Une librairie pour mélico

Une librairie, qu’est-ce que c’est ? Un lieu, et quelqu’un. Ce n’est ni un exemple, ni une conduite à tenir, il s’agit juste d’une histoire. Tenir, pensez-y, tenir c’est important. Comme « se » tenir, et surtout aussi « bien » se tenir.On entre : la librairie semble petite, elle l’est, mais elle possède un sous-sol (littérature policière, science fiction, essais, et ses bureaux) et un premier étage (nommée « Le Lieu des Signes », cartons, mais salle de débats et d’expositions pour les écrivains plasticiens peintres…).

Dans le sous-sol avaient lieu au début les rencontres avec les auteurs : Marguerite Duras et sa jupe à carreaux, Yann Andréa S. derrière elle, Violette Leduc, la première et scandaleuse alors, signifiante, bien d’autres, masculins aussi.

Une librairie est un commerce, mais aussi une manière de montrer la vie de la fiction, la vie virtuelle, incarnée par celles et ceux qui viennent et signent leur nom sur la première page, reporté sur la couverture : une librairie, c’est d’abord donner un sens, une épaisseur avant de donner une âme à travers les livres et le stock.Ce sont eux, ces auteur(e)s, en chair et en os, irremplaçables, ils sont là : ils (elles) en perdent certainement en magie, mais y gagnent en humanité.

Cette librairie-là, jamais je n’en avais entendu parler.

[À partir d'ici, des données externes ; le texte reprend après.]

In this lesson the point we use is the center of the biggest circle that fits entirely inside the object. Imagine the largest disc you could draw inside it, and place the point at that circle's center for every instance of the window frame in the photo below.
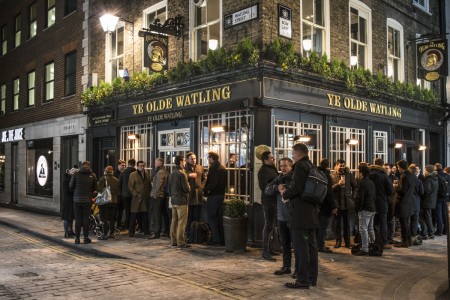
(51, 11)
(49, 82)
(395, 25)
(70, 73)
(365, 12)
(325, 28)
(16, 94)
(193, 29)
(31, 89)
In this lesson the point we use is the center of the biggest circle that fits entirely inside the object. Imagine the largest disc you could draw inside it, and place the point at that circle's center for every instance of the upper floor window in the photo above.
(360, 35)
(315, 28)
(4, 40)
(16, 88)
(395, 50)
(31, 88)
(17, 31)
(70, 72)
(423, 4)
(206, 27)
(115, 54)
(71, 5)
(49, 81)
(2, 99)
(51, 12)
(33, 19)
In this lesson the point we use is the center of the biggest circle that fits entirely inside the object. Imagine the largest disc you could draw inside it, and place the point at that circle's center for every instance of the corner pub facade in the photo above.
(234, 112)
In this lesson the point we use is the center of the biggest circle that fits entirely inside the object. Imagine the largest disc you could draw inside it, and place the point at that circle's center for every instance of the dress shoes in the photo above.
(267, 256)
(282, 271)
(297, 285)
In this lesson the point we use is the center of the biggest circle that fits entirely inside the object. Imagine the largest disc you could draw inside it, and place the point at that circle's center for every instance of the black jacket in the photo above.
(328, 203)
(266, 174)
(302, 214)
(383, 188)
(216, 181)
(123, 181)
(84, 184)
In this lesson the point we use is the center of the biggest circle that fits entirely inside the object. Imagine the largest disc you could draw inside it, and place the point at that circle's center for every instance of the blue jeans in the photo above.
(366, 228)
(215, 217)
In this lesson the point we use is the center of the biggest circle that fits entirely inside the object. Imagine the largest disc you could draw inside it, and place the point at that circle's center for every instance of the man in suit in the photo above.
(303, 221)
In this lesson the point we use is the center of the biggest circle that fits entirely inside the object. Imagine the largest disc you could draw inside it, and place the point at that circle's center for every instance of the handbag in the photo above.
(105, 196)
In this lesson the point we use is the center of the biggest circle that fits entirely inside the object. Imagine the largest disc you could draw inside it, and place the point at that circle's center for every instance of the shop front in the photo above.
(235, 117)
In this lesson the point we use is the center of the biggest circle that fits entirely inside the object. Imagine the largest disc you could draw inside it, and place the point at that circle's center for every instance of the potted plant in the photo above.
(235, 225)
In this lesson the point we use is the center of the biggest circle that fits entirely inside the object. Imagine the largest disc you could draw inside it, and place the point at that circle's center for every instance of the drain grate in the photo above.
(26, 274)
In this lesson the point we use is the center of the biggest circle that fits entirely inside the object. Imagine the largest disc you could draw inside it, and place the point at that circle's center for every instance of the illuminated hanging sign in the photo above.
(13, 135)
(42, 170)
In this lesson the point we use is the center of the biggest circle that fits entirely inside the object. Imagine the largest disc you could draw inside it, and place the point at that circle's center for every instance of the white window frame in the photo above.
(193, 29)
(111, 58)
(365, 12)
(325, 28)
(401, 60)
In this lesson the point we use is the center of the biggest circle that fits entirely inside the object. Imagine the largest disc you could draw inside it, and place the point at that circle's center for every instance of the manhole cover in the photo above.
(26, 274)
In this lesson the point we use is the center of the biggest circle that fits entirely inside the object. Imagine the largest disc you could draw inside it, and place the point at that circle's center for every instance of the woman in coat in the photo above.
(108, 211)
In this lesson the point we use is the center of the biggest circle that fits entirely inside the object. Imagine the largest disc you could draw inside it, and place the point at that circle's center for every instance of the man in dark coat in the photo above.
(84, 185)
(384, 190)
(126, 195)
(266, 174)
(404, 201)
(303, 221)
(327, 208)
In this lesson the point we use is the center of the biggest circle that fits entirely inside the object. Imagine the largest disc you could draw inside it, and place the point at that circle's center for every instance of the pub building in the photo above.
(237, 113)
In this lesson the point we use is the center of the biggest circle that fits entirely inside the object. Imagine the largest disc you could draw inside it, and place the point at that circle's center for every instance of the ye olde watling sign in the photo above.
(432, 60)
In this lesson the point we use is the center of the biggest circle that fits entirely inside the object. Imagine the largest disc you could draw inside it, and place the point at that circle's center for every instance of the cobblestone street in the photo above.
(38, 263)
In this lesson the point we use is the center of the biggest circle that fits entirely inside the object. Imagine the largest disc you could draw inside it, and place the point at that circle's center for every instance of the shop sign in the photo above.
(374, 108)
(13, 135)
(42, 170)
(242, 16)
(432, 60)
(188, 100)
(155, 54)
(284, 21)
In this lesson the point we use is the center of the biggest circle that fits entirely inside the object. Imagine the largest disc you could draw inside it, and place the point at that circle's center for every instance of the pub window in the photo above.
(287, 133)
(51, 12)
(17, 31)
(70, 72)
(229, 134)
(115, 53)
(40, 167)
(2, 99)
(341, 149)
(360, 35)
(136, 141)
(2, 167)
(380, 145)
(315, 20)
(4, 40)
(33, 19)
(70, 6)
(49, 81)
(206, 27)
(395, 50)
(31, 88)
(16, 89)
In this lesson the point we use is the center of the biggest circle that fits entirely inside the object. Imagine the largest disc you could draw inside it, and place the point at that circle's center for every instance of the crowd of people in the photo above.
(382, 197)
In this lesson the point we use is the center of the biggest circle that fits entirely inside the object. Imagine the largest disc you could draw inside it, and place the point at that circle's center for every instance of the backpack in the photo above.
(200, 232)
(442, 186)
(316, 186)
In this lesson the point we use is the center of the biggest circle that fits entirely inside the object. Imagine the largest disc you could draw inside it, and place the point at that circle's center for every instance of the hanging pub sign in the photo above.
(432, 60)
(155, 52)
(284, 21)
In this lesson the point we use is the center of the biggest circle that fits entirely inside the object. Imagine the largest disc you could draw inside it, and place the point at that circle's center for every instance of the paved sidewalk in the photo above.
(414, 273)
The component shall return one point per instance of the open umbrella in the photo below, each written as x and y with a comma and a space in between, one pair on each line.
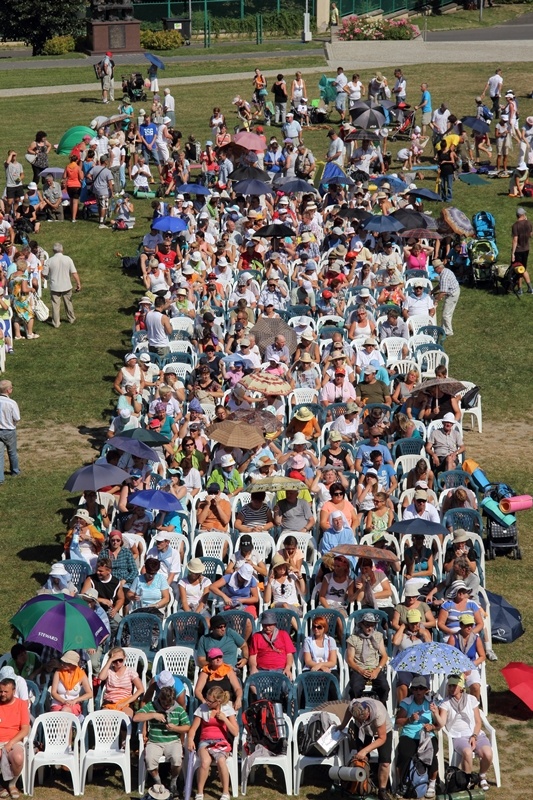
249, 173
364, 551
265, 331
59, 621
250, 140
354, 213
235, 433
257, 418
457, 221
420, 233
519, 678
418, 526
133, 447
295, 185
266, 383
382, 224
426, 194
367, 117
277, 484
275, 229
151, 438
409, 218
94, 476
155, 500
476, 124
155, 60
72, 137
172, 224
431, 657
253, 187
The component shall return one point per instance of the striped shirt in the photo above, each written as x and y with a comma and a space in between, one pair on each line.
448, 283
157, 731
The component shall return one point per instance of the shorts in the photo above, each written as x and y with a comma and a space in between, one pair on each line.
170, 751
102, 200
12, 192
463, 742
340, 101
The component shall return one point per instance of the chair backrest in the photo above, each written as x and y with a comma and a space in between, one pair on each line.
78, 571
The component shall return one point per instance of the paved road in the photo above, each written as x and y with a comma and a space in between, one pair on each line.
519, 28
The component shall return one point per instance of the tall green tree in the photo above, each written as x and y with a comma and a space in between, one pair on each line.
35, 21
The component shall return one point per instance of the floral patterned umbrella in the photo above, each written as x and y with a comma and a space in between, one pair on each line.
425, 659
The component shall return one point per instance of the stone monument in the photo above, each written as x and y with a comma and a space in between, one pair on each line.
112, 27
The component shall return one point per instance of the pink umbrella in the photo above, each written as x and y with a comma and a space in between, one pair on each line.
250, 140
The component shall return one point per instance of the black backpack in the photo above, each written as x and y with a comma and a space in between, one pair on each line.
265, 726
309, 734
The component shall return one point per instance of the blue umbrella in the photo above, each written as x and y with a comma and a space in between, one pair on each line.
155, 500
382, 224
154, 60
252, 187
426, 194
172, 224
192, 188
396, 184
418, 526
134, 447
430, 657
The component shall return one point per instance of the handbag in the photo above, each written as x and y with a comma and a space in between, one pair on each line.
41, 310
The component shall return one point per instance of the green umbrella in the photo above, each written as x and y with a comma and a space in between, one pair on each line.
72, 137
59, 621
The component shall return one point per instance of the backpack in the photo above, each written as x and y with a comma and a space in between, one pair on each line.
264, 724
469, 399
308, 735
455, 780
416, 780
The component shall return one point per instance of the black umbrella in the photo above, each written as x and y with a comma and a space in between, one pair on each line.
249, 174
409, 218
276, 229
367, 117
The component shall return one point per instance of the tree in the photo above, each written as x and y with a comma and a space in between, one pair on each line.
35, 21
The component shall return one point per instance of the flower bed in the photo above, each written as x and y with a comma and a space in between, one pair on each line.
366, 29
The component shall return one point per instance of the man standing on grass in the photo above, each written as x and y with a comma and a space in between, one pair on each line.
60, 270
9, 416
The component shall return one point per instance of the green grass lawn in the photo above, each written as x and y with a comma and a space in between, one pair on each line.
459, 20
63, 381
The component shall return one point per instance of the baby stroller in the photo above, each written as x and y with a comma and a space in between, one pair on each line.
134, 87
404, 119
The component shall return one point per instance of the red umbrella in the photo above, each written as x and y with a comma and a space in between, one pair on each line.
250, 140
364, 551
519, 677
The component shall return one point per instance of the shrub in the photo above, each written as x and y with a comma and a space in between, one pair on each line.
363, 29
161, 40
59, 45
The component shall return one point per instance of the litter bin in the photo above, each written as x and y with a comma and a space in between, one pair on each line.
181, 24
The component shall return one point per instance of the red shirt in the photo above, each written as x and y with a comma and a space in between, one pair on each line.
271, 657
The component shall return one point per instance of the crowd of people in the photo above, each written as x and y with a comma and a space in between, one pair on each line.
284, 307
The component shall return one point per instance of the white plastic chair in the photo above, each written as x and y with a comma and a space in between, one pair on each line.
249, 763
177, 660
418, 321
300, 762
475, 412
455, 759
212, 544
106, 725
61, 732
392, 348
430, 360
134, 658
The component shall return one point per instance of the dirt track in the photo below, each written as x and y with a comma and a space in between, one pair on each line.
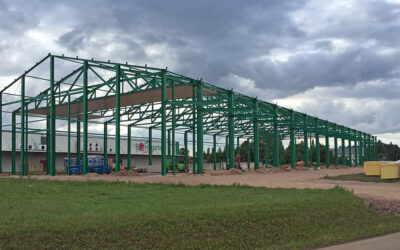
274, 179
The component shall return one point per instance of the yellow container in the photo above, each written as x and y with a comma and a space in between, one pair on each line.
372, 168
389, 171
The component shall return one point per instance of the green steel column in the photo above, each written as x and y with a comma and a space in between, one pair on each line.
129, 146
169, 143
105, 144
47, 144
266, 153
336, 152
360, 159
117, 118
317, 149
85, 117
327, 150
185, 143
215, 151
194, 130
151, 146
237, 145
200, 133
231, 128
344, 162
26, 141
23, 146
292, 142
256, 135
276, 140
248, 153
355, 153
1, 132
52, 121
78, 140
163, 123
173, 128
69, 135
227, 152
13, 149
350, 154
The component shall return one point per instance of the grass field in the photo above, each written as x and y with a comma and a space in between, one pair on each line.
53, 214
360, 177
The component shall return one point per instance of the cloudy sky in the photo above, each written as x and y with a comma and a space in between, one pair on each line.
338, 60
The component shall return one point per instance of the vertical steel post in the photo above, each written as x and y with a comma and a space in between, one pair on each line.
169, 144
129, 146
163, 122
200, 134
327, 150
344, 162
52, 121
292, 141
117, 118
336, 152
105, 144
215, 151
1, 132
173, 128
317, 149
23, 146
85, 117
256, 135
231, 128
194, 129
276, 140
306, 154
266, 153
78, 141
248, 153
47, 144
350, 154
151, 146
69, 135
227, 152
13, 148
185, 143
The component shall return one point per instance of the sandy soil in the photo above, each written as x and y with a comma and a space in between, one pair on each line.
276, 178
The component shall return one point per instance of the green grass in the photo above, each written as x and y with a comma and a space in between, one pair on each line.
71, 215
360, 177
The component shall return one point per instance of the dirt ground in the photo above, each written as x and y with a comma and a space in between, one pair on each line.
383, 196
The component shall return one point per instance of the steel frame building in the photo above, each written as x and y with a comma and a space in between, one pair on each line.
122, 94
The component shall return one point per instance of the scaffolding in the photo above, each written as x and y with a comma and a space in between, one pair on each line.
120, 94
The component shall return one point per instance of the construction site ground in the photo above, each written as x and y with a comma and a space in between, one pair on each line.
383, 196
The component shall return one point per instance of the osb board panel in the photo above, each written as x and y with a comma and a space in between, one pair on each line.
126, 100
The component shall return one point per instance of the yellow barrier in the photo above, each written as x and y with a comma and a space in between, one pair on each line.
372, 168
389, 171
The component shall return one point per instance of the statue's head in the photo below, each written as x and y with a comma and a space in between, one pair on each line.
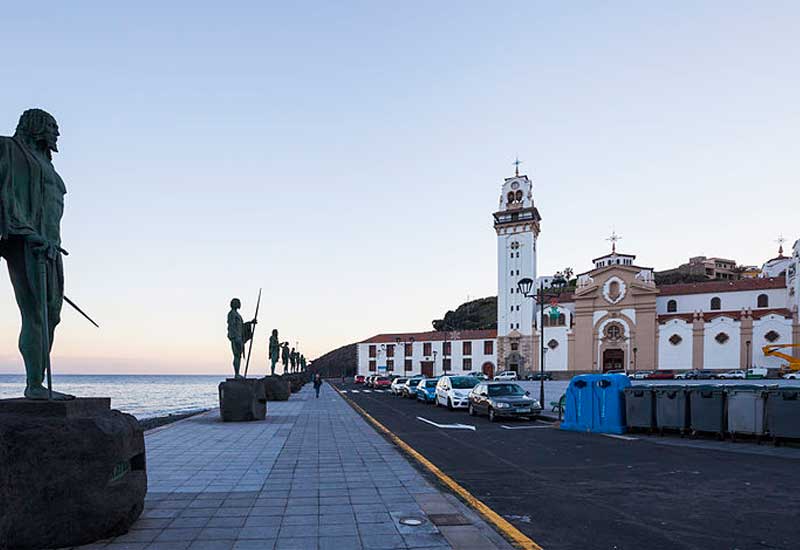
38, 127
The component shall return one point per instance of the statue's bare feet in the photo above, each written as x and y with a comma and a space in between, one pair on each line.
40, 393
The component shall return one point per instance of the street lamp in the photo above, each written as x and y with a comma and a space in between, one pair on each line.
525, 286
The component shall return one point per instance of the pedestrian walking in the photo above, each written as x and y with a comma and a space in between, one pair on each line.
317, 383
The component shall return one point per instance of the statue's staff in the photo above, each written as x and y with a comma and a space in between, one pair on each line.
252, 335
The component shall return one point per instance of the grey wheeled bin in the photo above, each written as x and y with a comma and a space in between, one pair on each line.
640, 408
746, 405
672, 408
707, 409
783, 413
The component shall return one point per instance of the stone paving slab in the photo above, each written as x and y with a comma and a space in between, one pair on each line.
313, 475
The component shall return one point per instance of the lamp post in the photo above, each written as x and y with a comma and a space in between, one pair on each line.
525, 286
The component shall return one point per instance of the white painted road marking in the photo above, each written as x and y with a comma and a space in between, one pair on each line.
448, 426
524, 427
623, 437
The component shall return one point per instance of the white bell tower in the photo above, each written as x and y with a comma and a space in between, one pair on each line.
517, 226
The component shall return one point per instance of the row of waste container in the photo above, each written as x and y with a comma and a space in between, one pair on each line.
608, 403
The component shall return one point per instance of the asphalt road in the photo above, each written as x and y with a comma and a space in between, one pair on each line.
570, 490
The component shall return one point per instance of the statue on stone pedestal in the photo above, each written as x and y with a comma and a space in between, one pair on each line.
31, 206
274, 349
239, 333
285, 356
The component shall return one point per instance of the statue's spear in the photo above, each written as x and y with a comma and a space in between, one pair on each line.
252, 335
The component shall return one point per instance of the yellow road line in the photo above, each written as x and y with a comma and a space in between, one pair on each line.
512, 533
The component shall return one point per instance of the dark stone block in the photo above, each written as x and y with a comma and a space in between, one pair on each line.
71, 473
277, 388
242, 400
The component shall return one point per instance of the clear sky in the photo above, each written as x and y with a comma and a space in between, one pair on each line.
347, 156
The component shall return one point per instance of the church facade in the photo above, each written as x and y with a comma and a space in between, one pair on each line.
615, 318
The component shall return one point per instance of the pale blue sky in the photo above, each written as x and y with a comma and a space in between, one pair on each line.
347, 157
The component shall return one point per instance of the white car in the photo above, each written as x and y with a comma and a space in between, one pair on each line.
453, 391
732, 375
396, 386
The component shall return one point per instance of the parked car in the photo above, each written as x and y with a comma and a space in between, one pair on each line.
396, 386
539, 376
453, 391
426, 390
499, 399
661, 374
732, 375
757, 372
410, 388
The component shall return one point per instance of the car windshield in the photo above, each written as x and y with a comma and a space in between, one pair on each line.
499, 390
463, 382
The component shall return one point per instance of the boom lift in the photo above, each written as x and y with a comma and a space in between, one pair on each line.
792, 363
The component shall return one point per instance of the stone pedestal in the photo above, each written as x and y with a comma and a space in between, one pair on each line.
71, 472
242, 399
277, 388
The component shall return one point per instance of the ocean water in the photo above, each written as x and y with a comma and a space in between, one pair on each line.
144, 396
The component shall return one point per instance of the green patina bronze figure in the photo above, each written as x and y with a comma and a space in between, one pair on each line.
274, 349
239, 333
31, 207
285, 356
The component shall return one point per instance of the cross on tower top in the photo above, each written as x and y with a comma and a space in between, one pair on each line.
780, 240
516, 164
614, 238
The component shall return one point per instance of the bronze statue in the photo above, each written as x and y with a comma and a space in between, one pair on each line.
239, 333
31, 207
274, 349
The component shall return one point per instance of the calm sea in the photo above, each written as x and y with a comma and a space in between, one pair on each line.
143, 396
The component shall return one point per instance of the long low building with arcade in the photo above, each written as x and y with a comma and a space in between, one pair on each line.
617, 317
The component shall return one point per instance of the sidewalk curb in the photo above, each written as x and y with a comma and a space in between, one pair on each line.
514, 535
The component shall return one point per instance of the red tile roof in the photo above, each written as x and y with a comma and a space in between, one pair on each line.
722, 286
431, 336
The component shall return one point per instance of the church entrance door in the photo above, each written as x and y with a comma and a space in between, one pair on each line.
613, 359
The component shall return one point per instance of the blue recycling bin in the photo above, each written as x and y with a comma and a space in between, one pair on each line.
578, 403
608, 411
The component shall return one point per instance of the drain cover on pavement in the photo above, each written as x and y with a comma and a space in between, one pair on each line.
448, 519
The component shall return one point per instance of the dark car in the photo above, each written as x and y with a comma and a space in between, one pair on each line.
498, 399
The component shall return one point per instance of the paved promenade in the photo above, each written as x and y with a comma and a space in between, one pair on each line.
314, 475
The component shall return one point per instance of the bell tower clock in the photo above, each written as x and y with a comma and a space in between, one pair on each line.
516, 223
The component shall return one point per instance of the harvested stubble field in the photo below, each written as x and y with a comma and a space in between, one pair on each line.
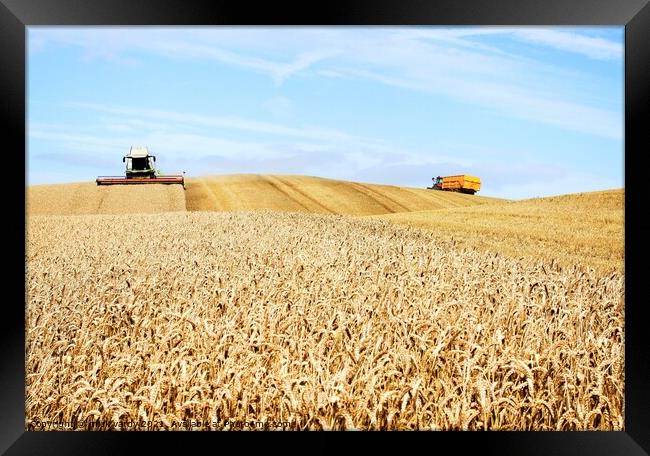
89, 198
582, 228
315, 195
324, 321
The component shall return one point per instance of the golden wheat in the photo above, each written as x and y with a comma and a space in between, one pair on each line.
316, 195
89, 198
323, 322
581, 228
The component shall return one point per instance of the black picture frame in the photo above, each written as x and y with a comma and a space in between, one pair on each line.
17, 15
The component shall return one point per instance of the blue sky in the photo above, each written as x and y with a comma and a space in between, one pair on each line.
533, 111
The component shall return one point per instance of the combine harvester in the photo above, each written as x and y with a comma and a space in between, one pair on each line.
140, 170
462, 183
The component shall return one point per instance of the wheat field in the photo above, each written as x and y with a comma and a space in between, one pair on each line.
320, 321
89, 198
316, 195
581, 228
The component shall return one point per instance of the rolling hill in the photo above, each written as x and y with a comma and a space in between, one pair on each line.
581, 228
315, 195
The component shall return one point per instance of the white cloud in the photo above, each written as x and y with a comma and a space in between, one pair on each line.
279, 107
437, 61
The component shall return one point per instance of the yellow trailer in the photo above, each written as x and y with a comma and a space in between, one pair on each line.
460, 183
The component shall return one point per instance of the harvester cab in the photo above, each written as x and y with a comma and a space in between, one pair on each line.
139, 163
140, 169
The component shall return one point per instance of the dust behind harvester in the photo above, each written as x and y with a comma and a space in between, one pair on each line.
140, 169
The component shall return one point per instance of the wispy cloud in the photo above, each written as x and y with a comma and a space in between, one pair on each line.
435, 61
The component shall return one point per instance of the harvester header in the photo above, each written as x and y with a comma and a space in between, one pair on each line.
140, 169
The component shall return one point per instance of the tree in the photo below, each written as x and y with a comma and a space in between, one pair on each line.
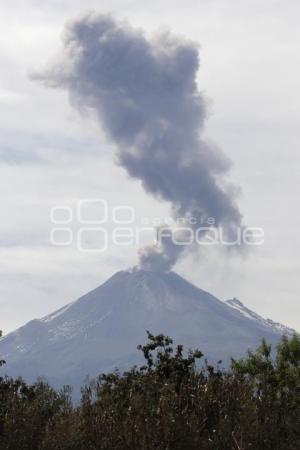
1, 360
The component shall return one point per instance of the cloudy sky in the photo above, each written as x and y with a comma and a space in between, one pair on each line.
50, 155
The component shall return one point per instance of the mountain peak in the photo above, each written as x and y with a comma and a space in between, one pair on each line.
101, 330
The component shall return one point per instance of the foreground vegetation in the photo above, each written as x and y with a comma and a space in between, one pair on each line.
166, 404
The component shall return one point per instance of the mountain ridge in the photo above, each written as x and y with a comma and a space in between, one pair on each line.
101, 330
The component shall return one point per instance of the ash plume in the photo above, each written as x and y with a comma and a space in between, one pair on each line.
143, 90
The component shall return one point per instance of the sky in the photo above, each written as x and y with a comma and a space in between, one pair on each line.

Durant les années de formation que j’ai subies, ou alors suivies, ou aussi aimées, j’avais entendu parler, pour l’histoire du monde et de la France, de Jean Zay : mon professeur qui était devenu un ami avec l’assistance que je lui portais, à la Cinémathèque universitaire, qui s’appelait Claude Beylie, (il a rejoint où qu’il soit Jean Zay, en 2001) nous avait parlé de lui : le fondateur du Centre national de la Cinématographie, cet homme qui est au cinéma ce que Jean Monnet fut à la communauté du charbon et de l’acier, et à l’Europe : une base, une histoire, une mémoire.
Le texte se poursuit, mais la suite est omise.